さきほど服屋に立ち寄ったとき、良さげなセーターを見つけて数秒手に取ったのだが、値札を見て買うのをやめた。実家に冬服を置いてきているので、手元には冬服が一着しかない。新しい冬服を欲しいか欲しくないかと言えば、もちろん欲しい。ただ、わざわざ買うほど欲しいかと言われたら、それほどでもないような気がする。実家に帰れば服はある。寒さをしのぐためだけならば、実家に置いてある服で十分間に合うだろう。しかし、人はなにも防寒のためだけに服を着るわけではない。私も一応、人としてこの世に存在している者の端くれではあるので、気に入った服があれば身に付けたいと思う感受性は持っている。そうすると、私は実は無意識に買いたいのを我慢しているのかもしれなかった。自分を抑圧し、欲望に蓋をしているのかもしれなかった。無駄遣いをしないことも大切だが、良いものを良いと感じる心を錆び付かせないこともまたそれと同じかそれ以上に大切なことなのではないか。もしも私が経済的な制約で自分の心にゆとりが持てなくなっているのだとしたら、それこそまさに、貧すれば鈍する、というやつなのではないか。いろいろな思いが頭をよぎった。が、結局、買わずに店を去った。

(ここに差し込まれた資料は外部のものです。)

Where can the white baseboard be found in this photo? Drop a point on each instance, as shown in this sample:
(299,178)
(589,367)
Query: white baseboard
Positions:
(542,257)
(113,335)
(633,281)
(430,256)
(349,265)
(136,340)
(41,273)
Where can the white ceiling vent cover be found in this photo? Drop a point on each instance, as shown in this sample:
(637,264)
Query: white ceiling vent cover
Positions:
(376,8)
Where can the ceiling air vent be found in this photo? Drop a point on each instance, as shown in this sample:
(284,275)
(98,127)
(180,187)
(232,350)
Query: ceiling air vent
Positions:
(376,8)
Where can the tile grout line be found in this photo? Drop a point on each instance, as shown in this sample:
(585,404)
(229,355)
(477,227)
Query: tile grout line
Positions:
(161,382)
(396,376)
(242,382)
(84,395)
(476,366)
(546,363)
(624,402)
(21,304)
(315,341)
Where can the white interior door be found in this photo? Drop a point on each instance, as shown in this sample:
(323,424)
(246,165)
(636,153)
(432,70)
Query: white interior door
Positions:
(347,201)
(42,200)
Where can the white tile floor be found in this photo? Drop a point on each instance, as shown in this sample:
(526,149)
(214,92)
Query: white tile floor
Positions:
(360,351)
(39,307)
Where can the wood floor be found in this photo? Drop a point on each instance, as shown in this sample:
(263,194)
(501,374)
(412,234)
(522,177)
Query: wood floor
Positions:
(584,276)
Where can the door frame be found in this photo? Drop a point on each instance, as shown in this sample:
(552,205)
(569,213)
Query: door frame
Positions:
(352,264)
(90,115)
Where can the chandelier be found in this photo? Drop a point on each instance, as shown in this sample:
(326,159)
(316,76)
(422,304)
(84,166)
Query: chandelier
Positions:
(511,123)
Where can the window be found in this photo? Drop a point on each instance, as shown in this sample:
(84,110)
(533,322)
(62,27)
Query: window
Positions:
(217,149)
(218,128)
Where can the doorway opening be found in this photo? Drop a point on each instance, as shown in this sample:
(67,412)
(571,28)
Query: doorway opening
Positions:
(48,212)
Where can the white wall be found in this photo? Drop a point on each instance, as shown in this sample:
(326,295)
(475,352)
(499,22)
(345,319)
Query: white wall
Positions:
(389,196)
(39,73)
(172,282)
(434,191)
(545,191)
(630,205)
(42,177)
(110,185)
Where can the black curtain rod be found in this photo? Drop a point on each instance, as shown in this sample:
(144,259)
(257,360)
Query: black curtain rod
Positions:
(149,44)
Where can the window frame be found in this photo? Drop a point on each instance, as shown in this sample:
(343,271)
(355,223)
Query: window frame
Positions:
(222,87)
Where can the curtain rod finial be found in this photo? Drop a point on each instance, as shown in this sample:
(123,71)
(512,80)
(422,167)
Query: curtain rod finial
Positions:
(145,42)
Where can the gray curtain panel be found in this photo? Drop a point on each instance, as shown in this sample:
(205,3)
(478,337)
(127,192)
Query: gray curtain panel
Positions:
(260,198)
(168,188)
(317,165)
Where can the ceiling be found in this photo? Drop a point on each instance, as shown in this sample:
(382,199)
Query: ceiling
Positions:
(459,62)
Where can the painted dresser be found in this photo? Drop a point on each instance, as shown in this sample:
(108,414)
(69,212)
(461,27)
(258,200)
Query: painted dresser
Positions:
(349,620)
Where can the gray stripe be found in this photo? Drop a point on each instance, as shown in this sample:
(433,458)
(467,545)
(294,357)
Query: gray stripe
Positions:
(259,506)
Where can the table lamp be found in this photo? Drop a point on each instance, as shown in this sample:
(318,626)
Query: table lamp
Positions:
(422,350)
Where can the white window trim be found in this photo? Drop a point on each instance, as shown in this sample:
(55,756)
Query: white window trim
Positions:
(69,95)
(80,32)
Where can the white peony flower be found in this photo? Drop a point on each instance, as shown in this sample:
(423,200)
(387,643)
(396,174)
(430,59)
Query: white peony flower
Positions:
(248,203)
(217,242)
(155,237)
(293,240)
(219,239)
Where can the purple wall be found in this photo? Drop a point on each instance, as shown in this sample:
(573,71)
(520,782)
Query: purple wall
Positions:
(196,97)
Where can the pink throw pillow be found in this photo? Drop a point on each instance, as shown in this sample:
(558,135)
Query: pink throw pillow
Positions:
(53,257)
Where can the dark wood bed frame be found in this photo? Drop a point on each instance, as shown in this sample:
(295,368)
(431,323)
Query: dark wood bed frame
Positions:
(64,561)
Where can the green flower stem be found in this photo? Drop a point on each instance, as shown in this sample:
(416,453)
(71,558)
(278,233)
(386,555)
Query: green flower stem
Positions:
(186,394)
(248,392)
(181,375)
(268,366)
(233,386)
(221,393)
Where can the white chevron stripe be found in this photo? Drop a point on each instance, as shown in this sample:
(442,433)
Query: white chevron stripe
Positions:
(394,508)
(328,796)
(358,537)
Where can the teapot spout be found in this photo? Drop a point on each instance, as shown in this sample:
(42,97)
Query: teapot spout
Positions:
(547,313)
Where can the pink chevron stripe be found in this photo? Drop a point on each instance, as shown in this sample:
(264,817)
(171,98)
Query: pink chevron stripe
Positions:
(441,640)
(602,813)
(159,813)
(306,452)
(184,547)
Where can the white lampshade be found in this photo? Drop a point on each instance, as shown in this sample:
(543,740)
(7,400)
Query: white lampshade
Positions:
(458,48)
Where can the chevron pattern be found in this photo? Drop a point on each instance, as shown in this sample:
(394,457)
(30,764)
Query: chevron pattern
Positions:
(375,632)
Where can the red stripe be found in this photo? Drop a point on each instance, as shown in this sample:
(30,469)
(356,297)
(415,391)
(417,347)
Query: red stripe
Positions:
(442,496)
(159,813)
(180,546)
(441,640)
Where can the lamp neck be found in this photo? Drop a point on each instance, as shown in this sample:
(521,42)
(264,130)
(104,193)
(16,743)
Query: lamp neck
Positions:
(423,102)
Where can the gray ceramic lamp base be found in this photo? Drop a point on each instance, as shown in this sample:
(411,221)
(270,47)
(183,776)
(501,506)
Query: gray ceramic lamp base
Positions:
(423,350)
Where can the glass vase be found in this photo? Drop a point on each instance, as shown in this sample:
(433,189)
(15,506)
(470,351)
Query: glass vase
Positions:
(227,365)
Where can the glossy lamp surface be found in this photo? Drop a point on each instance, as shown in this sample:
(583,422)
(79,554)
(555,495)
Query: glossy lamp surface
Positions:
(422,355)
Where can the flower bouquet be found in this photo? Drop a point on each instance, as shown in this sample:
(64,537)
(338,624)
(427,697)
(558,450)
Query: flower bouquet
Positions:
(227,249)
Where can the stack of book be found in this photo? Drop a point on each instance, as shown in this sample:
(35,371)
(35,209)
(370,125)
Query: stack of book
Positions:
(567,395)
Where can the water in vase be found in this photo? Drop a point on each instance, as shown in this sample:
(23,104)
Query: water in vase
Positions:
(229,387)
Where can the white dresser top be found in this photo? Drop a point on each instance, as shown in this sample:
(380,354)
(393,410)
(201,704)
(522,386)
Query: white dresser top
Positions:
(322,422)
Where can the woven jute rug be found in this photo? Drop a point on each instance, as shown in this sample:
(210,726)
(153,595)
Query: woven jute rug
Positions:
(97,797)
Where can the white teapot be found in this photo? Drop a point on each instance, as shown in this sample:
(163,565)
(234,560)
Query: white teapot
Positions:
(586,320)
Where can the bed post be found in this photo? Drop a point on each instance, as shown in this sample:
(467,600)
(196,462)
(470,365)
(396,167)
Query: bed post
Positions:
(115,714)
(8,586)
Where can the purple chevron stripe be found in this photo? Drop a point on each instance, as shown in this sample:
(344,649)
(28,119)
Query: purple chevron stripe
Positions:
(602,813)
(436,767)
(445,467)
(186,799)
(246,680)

金の心配をすることなく気の済むまで買い物をすることができたら、私はどんな気分になるだろう。きっとものすごく幸福というわけではないだろうけれど、今よりは少し街に馴染み、生活上の不便を感じることも少なくなるのだろう。

なければないで構わないけれど、あったらあったで嬉しい。金で買えるほとんどのモノはきっとそういうものだと思う。それがなければ生きられないというわけではないけれど、あると生きるのが楽しくなる。ケチで貧乏な私は「なければないで構わない」のだから何も買わなくたっていい、楽しみだってなくてもいい、と、ついつい生活を切り詰める方にばかり考えを向かわせがちだったが、そればかりやっていると日々の楽しみがなくなって、結果的に、心まで痩せ細っていきそうな気がした。ささやかな楽しみを生活の中に見出すこともまた、死なずに生きていくためには必要なことなのではないか。と、そんなことを最寄りのスーパーのイートインコーナーで無料のお茶を飲みながら考えていた。